If you think that's vacuous then so are holiday postcards, and yes I suppose they are, but they're not really meant to have some profound meaning, they're just meant to be friendly.
And just like their snail-mail counterpart, most people don't really have any reason to keep them forever. Yes, I've seen the pier at Bognor Regis, thanks.
Unlike their snail-mail counterpart, they tend to actually arrive before the end of your holiday (or night out, funny spewing episode, etc.). They're probably also a better medium for sending material that might otherwise get you arrested, or at least cause your postie a nasty accident.

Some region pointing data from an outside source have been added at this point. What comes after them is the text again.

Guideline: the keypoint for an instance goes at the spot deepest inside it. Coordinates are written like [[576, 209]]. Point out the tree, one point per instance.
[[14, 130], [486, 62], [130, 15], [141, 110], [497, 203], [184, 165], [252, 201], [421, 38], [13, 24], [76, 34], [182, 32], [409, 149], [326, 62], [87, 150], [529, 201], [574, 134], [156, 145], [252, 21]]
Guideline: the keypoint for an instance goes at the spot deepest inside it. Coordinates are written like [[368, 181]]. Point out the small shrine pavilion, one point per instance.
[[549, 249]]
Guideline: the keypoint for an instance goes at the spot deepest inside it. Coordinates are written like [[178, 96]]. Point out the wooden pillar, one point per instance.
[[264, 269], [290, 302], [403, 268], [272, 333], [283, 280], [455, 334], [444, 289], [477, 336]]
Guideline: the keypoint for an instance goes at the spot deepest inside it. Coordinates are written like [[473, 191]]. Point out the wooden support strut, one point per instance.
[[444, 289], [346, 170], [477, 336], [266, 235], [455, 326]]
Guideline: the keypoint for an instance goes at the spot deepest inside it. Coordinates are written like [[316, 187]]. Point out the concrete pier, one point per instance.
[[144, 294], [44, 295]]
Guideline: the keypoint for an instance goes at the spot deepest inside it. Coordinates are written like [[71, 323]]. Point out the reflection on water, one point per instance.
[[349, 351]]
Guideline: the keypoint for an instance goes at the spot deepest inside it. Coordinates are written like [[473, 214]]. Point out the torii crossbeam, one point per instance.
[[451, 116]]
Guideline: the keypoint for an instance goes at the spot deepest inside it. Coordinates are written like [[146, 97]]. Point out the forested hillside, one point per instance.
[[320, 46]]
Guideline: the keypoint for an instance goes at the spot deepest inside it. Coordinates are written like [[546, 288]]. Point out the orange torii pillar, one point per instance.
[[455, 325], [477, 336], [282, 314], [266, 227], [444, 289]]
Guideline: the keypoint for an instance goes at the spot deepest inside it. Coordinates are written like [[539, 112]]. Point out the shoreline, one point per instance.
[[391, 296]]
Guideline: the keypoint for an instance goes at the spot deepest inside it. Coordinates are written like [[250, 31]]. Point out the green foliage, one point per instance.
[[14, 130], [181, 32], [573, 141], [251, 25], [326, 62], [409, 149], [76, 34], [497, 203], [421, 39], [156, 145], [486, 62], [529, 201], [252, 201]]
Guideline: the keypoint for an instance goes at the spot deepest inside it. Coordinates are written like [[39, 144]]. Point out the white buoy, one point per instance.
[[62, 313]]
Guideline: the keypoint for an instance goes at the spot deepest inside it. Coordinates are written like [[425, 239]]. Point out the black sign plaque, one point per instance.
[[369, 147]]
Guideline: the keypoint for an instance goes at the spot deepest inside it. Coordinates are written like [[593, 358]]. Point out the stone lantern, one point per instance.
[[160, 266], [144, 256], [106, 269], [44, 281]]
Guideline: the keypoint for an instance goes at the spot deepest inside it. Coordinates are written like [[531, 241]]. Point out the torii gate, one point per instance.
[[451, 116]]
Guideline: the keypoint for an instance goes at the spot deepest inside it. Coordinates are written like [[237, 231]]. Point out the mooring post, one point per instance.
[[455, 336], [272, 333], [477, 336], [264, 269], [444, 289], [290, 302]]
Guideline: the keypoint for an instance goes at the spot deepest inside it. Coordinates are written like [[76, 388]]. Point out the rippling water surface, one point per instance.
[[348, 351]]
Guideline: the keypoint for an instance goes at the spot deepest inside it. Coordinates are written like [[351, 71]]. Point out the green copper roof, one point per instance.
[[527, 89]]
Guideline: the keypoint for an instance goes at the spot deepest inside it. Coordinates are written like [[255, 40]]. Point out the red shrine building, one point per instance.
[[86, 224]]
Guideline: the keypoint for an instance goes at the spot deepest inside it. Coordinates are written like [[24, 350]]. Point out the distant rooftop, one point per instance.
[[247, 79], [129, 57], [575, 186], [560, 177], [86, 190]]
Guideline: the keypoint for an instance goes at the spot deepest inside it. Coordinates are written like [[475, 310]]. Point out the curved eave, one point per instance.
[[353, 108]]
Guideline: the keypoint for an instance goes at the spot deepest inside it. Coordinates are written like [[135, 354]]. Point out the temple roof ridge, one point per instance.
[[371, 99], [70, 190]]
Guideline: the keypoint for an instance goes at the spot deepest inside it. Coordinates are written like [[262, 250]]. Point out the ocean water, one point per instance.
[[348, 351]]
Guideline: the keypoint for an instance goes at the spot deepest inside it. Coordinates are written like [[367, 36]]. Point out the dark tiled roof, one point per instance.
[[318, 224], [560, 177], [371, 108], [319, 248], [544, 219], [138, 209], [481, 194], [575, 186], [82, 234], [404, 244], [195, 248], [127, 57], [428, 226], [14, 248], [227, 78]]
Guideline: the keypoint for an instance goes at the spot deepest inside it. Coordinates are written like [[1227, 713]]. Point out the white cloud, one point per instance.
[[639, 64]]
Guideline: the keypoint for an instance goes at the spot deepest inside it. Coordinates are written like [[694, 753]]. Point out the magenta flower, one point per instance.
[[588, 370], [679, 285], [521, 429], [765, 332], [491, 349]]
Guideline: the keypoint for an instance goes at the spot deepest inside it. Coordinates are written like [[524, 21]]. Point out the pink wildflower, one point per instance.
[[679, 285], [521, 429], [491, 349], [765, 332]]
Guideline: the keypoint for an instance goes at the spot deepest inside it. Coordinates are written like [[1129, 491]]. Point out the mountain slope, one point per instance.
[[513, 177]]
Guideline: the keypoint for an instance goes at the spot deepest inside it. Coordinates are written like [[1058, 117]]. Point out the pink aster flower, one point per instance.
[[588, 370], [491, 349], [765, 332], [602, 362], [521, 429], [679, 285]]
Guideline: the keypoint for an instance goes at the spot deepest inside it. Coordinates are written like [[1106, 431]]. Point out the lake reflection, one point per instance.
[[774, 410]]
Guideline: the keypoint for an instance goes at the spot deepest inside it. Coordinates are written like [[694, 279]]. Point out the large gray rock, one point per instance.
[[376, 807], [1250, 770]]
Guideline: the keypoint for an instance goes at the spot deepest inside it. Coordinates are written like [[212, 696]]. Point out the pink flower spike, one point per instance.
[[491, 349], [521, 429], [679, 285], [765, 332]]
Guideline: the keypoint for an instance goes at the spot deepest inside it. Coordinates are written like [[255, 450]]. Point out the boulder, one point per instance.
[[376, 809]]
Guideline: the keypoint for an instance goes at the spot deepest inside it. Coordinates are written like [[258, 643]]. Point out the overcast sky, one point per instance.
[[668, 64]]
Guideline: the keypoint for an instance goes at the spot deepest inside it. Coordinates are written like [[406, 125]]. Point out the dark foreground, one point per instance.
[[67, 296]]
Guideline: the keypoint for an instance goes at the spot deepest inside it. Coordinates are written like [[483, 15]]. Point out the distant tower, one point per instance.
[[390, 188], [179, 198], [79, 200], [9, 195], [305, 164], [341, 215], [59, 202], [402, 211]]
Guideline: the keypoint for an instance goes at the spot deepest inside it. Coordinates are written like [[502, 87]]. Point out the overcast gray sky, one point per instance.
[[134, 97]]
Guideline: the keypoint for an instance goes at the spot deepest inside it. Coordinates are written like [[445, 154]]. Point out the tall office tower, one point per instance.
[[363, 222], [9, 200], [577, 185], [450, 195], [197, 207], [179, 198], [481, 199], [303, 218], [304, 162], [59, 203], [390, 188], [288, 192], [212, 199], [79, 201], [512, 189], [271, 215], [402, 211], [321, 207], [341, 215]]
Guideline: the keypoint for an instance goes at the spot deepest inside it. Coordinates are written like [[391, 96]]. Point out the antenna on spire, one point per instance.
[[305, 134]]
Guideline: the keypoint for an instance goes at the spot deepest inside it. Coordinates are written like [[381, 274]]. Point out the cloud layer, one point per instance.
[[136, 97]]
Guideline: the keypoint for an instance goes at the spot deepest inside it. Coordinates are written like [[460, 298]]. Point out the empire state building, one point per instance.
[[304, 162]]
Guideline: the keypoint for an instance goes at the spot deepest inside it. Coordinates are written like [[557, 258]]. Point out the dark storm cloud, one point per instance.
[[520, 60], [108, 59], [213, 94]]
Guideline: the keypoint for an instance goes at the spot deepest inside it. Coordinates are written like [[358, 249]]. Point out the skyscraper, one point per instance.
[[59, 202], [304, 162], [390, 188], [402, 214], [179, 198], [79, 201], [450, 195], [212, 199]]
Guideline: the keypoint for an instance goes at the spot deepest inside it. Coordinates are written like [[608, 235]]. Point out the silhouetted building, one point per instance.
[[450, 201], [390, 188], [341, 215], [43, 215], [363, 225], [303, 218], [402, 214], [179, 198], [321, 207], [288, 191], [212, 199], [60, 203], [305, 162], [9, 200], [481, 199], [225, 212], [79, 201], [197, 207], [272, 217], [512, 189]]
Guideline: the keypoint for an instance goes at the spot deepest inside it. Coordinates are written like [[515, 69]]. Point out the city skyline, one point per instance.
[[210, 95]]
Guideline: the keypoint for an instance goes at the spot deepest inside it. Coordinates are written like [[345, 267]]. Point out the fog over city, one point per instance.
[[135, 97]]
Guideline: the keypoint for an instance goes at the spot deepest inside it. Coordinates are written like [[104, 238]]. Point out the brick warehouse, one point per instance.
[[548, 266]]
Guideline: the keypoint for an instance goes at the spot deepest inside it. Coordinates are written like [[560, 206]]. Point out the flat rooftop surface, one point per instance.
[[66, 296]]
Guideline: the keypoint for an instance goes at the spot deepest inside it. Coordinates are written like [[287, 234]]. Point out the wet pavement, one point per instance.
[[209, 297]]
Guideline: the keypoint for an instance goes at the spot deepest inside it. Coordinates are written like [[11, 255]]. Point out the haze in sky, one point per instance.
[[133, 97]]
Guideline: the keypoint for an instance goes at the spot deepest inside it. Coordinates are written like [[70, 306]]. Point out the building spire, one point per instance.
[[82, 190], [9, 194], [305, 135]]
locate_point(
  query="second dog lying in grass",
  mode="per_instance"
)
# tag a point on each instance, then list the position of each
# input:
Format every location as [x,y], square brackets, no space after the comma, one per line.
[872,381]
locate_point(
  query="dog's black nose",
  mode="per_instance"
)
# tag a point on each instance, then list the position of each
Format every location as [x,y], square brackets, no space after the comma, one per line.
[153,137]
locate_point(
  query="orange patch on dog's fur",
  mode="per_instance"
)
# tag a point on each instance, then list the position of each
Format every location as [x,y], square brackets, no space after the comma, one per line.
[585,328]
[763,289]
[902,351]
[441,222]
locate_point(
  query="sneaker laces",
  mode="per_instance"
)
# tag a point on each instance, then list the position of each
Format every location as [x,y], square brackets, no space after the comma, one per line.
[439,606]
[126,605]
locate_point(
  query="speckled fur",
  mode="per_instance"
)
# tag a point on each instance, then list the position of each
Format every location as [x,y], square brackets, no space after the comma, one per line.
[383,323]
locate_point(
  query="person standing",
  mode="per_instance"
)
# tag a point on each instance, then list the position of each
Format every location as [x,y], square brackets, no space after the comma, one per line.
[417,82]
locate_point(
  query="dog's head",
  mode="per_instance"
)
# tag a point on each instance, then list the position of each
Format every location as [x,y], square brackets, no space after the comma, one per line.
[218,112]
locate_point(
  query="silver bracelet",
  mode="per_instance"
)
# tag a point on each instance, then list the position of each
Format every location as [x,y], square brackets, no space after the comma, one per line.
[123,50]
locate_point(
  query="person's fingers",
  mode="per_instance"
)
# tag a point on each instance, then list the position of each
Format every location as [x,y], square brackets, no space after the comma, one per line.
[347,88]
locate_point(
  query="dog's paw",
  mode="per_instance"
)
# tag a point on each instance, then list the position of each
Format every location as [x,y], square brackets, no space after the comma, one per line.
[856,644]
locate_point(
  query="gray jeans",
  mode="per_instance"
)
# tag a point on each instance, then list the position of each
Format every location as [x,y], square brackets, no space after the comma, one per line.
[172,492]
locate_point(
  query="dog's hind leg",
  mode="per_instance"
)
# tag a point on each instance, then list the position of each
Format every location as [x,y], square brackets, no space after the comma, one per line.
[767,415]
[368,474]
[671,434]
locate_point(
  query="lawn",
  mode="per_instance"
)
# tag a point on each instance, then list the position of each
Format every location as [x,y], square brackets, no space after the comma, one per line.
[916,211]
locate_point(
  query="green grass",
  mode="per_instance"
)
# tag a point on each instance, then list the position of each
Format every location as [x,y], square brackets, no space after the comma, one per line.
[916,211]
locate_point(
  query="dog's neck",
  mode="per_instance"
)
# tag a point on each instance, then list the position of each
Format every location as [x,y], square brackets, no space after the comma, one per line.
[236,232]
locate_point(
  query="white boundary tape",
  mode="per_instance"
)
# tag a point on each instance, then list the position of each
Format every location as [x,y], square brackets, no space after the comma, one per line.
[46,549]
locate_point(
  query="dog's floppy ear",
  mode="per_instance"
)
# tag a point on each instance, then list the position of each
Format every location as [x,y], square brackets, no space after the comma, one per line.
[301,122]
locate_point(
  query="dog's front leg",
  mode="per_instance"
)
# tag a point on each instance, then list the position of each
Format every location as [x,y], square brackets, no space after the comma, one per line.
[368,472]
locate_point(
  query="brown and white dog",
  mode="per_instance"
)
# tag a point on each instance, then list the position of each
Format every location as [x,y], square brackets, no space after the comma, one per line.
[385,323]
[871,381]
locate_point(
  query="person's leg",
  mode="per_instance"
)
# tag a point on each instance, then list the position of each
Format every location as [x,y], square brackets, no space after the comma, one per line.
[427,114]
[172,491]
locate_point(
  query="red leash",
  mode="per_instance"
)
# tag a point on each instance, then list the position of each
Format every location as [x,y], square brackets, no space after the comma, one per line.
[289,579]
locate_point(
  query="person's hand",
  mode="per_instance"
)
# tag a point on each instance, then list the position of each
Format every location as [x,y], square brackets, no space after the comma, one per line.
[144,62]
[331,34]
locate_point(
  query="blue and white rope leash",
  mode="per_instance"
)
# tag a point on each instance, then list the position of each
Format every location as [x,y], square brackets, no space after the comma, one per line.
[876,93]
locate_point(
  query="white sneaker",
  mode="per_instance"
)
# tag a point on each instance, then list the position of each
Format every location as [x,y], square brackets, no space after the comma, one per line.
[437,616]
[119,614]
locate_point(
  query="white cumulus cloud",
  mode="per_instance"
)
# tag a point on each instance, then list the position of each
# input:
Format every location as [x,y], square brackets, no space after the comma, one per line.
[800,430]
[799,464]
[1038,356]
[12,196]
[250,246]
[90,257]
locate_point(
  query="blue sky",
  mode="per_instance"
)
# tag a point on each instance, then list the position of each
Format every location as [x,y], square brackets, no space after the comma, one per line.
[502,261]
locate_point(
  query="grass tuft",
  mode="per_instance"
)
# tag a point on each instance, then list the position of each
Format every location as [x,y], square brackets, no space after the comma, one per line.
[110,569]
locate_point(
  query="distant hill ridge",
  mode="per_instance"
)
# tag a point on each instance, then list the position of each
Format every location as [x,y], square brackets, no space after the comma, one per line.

Within twenty years, we'll accept we're perpetually recorded. (Well, the crusty reactionaries round here won't; but the rest of the population will tolerate it.) It happens already with CCTV. And now the police are starting to wear bodycams. Okay, the glassholes got beat up. I imagine the spectacle wearers will, too; but not quite so much. And the wearers of the generation of devices after that will get beaten up still less, as slowly our intolerance is worn away.
In theory, you'll have the right to erase a youtube video of youths shouting abuse at you. In practice, it will be too much hassle. People will just accept it as part of life. (And the videos that people think are worth deleting will be mirrored so many times they'll be de facto undeletable, even if the law says otherwise.)
Hopefully, twenty years after that, we'll be able to set up algorithms that pixelate ourselves whenever we appear in public footage and let them loose upon the world. Till then, mine's the burqa.
One of William Gibson's recent novels came up with a t-shirt (IIRC, anyway) designed to screw with video compression algorithms and stop the wearer being trackable via security cameras...neat concept. (I may be misremembering the details a bit, it's a couple of years since I read it, but that was the basic idea).
"Till then, mine's the burqa." I think you're on the right track - but medieval sand people masks aren't the answer.
I suspect, as you correctly imagine, that future generational tech-creep and the mass-adoption/mass-acceptance model will put many more of these perma-recording digi devices into the public arena. However, there is, quite demonstrably even now, a market for the opposite - for privacy and decorum - grown-up attributes.
My suspicion is that with the rise of the SnapHoles and whatever always-on spyware that follows, there will be a profitable reactionary leap in counter-technology which can obfuscate, blind, confuse, mis-direct or otherwise negate the mindless soul-stealing of the all-seeing eyes.
Til then, mine's the one with the portable jammer in the pocket.